Цепочки огоньков приблизились, разворачиваясь; во мраке проступили гладкие контуры современных терминалов, на выпуклых створках ворот багровые блики, огни, огни… Город, похожий на гигантского крупночешуйчатого змея, спал на уступе базальтовых скал. Древние грузовые боксы — угловатые смешные коробочки, изрисованные бесполезными ныне диагональными жёлтыми полосами оптических мишеней, выглядели невероятно архаичными в сравнении с глянцевым змеиным телом марсианских новостроек.

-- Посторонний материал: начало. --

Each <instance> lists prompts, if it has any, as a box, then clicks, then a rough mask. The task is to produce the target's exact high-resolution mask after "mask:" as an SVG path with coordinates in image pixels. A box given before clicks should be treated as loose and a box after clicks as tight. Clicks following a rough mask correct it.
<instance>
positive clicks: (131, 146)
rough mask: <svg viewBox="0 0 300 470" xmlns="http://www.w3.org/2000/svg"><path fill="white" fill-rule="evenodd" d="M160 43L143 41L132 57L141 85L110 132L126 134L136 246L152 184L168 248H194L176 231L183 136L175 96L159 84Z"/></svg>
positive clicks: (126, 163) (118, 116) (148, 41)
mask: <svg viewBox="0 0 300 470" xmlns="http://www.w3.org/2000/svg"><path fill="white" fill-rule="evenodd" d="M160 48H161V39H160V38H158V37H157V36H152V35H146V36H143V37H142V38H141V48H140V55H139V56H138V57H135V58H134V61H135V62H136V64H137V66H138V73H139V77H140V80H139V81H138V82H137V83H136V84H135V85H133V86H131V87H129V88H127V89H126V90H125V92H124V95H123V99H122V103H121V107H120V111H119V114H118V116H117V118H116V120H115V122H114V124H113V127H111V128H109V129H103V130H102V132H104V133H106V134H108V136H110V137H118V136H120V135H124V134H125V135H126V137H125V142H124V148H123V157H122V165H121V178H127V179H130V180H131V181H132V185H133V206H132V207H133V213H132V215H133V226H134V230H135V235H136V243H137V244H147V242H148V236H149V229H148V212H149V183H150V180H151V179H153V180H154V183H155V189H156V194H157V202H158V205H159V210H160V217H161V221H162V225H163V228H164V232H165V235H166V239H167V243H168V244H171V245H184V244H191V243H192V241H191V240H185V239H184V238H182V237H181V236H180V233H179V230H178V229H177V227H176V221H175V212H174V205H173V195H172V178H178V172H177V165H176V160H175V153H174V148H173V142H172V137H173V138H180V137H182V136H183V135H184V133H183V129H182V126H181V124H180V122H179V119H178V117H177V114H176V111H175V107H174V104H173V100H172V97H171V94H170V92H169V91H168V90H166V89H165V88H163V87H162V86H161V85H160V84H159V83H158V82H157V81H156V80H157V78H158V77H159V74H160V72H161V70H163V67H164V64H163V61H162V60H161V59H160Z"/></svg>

— Не знаю, не знаю, — проговорил вслух президент. — Может быть, и не работает автоматика. Всё здесь какое-то тухлое, даже сигнальные огни.
Но вопреки его опасениям, — бип! — пискнула тонким голоском «Сцилла», подмигнул красным глазом в потолке капсулы сигнальный огонёк и по контуру циклопических ворот загорелись лампы.
— Работаешь, старушка!.. — ласково шепнул Володя «Сцилле». — Ещё бы пневматика не оплошала.
Но — хас-с-с! — вздохнуло что-то за полосатыми, в ржавых проплешинах, воротами, и — нн-ррау-у! — заревели, расходясь в стороны, стальные толстенные створки. В квадратной пасти грузового бокса — н-ц! н-ц! — вспыхнули смешные белые лампы-трубки. Струпья краски посыпались на крышу капсулы дождём. Старый полуслепой слуга-привратник узнал вернувшегося после многих лет отсутствия господина, поднялся, кряхтя, с лежанки и отворил скрипучую, с приржавевшими петлями, дверь.